Um dem vorläufigen Charakter einer einstweiligen Anordnung soweit wie möglich gerecht zu werden, hat das Gericht jedoch die zu erteilende Freistellungsbescheinigung auf den Zeitraum von neun Monaten beschränkt.
Um weiteren Schaden von der Antragstellerin abzuwenden, muß der Antragsgegner die Freistellungsbescheinigung ohne schuldhafte Verzögerung erteilen.

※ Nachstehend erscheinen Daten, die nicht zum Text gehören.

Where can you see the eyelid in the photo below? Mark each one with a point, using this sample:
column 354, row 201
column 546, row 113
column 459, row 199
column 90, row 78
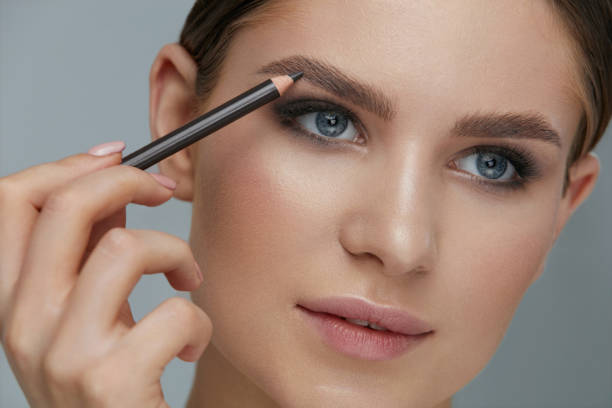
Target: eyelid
column 296, row 106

Insofern ist zu berücksichtigen, daß das Gericht den Zeitpunkt, zu dem der Beschluß ergeht, bereits schriftlich angekündigt.
Wegen der Eilbedürftigkeit der Entscheidung hat der Vorsitzende entschieden.
Die Kostenentscheidung ergibt sich aus § 135 Abs. 1 FGO.
Den Streitwert hat das Gericht nach § 25 Gerichtskostengesetz -GKG- in Höhe der von dem Gericht geschätzten wirtschaftlichen Bedeutung der betreffenden Freistellungsbescheinigung für den Zeitraum von neun Monaten geschätzt.
Rechtsmittelbelehrung
Gegen diese Entscheidung steht den Beteiligten die Beschwerde nicht zu, weil das Gericht sie nicht zugelassen hat (§ 128 Abs. 3 Finanzgerichtsordnung -FGO-).